One of the strenghts of our study was the prospective follow-up based on the WHO definition of long-COVID. Because patients could be reached by phone and completed the entire interview questionaire on days 10, 30, 60, and 90, we documented and assessed new and emerging symptoms. Study limitations included self-reported data from telephone interviews rather than physical examinations, raising the concern of information bias and the ability to evaluate all comorbidities, functional impairments, and complications. Second, although a small number of patients were not followed for 90 days due to travel outside Palestine or inability to reach them by phone, this may have contributed to selection bias. Third, we could not examine all relevant risk factors and comorbidities, and encourage future researchers to do this. Lastly, while we based our 90-day follow-up time on the WHO definition of long-COVID, following patients for more than 90 days would be beneficial. We were unable to do so due to limited resources.


Long-COVID symptoms incidence is high among COVID-19 patients, especially women, ages greater than 30, and those hospitalized for the infection. The most common persistent symptoms were dyspnea, fatigue, headache, insomnia, and loss of smell or taste. Patients with dyspnea on day 10, and fatigue on day 60 were at risk for developing long-COVID symptoms. COVID-19 vaccination appears to be protective against developing long-COVID symptoms.

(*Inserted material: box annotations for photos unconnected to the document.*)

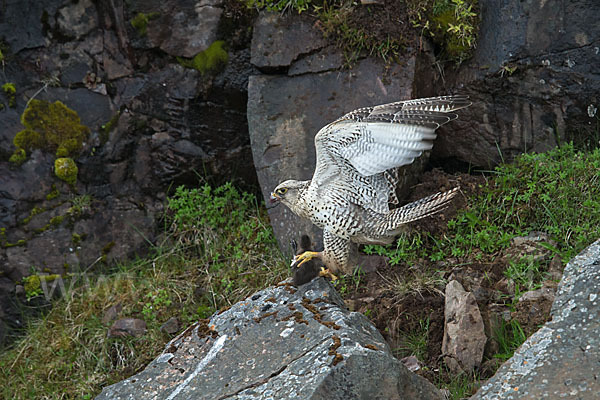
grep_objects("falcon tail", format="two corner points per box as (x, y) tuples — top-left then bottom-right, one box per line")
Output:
(384, 187), (460, 235)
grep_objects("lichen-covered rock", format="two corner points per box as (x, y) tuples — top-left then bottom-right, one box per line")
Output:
(54, 157), (79, 186)
(442, 281), (487, 374)
(471, 240), (600, 400)
(97, 278), (442, 400)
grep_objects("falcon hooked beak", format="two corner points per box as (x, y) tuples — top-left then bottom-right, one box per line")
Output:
(269, 192), (281, 204)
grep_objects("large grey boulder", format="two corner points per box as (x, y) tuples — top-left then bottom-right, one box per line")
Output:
(471, 240), (600, 400)
(432, 0), (600, 167)
(97, 278), (442, 400)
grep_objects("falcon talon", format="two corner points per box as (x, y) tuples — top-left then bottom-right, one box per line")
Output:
(270, 95), (471, 276)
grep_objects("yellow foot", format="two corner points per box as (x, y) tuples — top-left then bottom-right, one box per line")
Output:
(319, 267), (337, 281)
(292, 251), (319, 268)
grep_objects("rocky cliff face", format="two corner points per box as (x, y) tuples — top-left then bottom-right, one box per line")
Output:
(0, 0), (256, 344)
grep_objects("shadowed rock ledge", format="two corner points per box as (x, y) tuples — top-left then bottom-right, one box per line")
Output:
(96, 278), (442, 400)
(471, 240), (600, 400)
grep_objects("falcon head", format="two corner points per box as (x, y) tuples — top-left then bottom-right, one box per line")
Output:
(271, 180), (307, 209)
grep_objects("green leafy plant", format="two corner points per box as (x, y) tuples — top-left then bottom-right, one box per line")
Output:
(407, 0), (479, 64)
(394, 318), (429, 362)
(364, 144), (600, 282)
(246, 0), (312, 14)
(493, 319), (527, 361)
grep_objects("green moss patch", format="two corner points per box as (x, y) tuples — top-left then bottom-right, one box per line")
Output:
(177, 40), (229, 75)
(2, 82), (17, 107)
(8, 149), (27, 165)
(407, 0), (479, 64)
(13, 99), (90, 161)
(131, 12), (160, 36)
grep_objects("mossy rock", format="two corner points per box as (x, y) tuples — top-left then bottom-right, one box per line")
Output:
(131, 12), (160, 36)
(13, 99), (90, 157)
(8, 149), (27, 165)
(2, 82), (17, 108)
(54, 157), (79, 186)
(13, 129), (44, 151)
(177, 40), (229, 75)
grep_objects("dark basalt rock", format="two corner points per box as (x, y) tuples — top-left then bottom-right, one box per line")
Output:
(0, 0), (257, 346)
(432, 0), (600, 168)
(471, 241), (600, 400)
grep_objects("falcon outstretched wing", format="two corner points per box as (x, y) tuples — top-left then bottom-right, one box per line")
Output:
(312, 96), (471, 213)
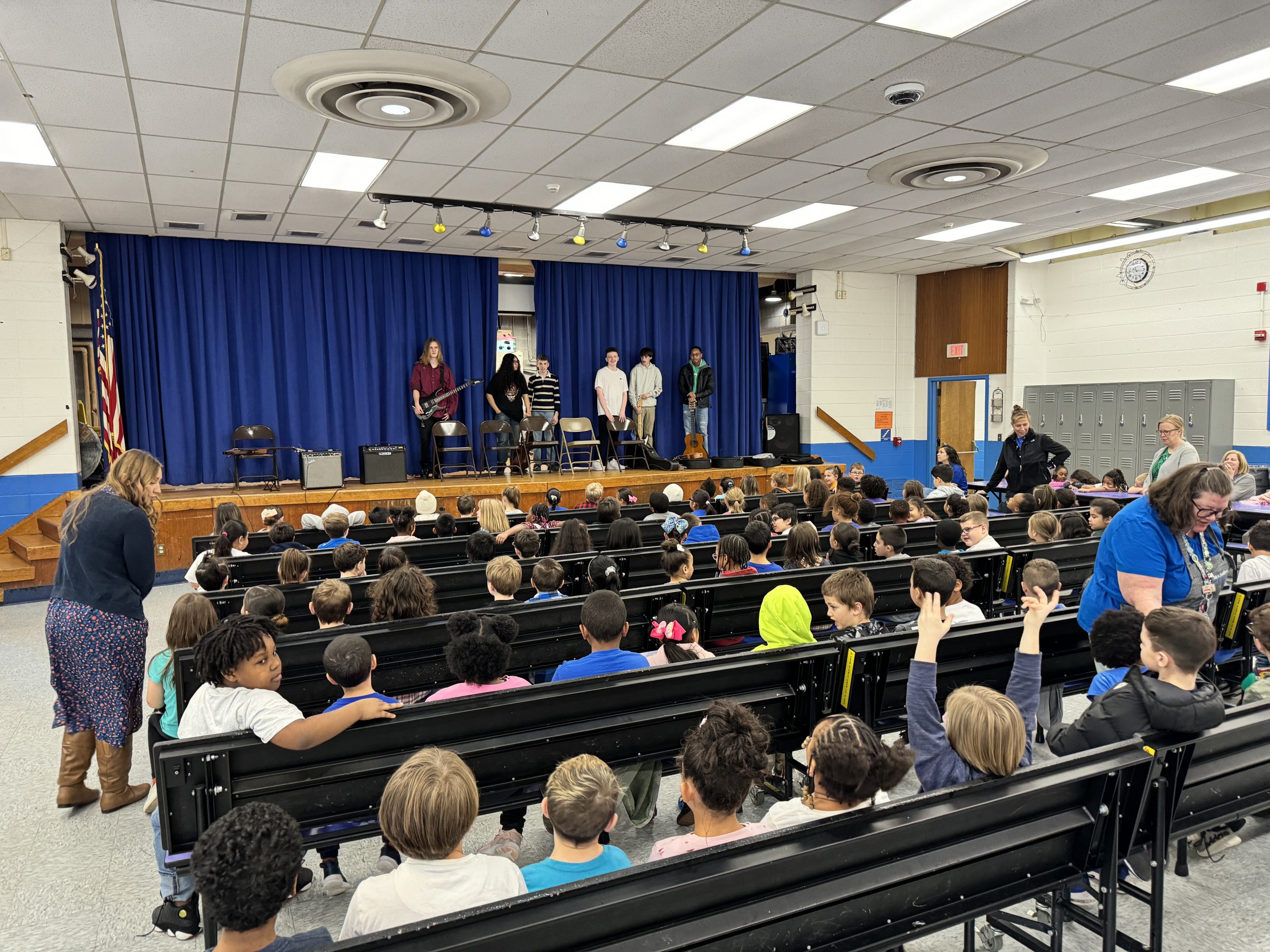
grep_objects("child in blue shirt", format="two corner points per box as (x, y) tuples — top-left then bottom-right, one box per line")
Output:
(521, 754), (631, 892)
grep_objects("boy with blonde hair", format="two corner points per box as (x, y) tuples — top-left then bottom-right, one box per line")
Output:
(521, 754), (631, 892)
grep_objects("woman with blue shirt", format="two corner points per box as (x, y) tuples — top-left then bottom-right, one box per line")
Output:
(1077, 463), (1233, 631)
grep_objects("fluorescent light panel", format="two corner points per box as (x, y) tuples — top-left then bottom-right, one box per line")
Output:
(1165, 47), (1270, 93)
(878, 0), (1027, 37)
(555, 181), (651, 215)
(300, 152), (388, 192)
(917, 218), (1021, 241)
(0, 122), (57, 165)
(1018, 208), (1270, 264)
(755, 202), (855, 229)
(1089, 165), (1238, 202)
(665, 97), (812, 152)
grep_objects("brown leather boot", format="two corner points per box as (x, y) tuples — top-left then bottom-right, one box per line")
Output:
(57, 730), (98, 810)
(97, 737), (150, 814)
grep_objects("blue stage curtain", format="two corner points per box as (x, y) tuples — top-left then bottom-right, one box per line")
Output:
(88, 234), (498, 486)
(533, 261), (762, 457)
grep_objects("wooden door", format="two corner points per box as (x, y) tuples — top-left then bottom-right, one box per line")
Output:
(935, 379), (982, 480)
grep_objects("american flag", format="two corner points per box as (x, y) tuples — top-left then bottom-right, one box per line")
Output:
(93, 245), (127, 463)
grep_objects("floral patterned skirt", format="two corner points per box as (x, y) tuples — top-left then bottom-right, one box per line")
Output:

To ensure that patients with long-COVID symptoms and associated illnesses receive high quality care, health professionals must be educated on the disease. In addition, education campaigns to inform the public about the risks and consequences of Long COVID and to promote vaccination is imperative. Centers of excellence should be established to provide high-quality, culturally competent healthcare, to conduct research on this evolving disease, and to educate primary care professionals who work on the frontlines.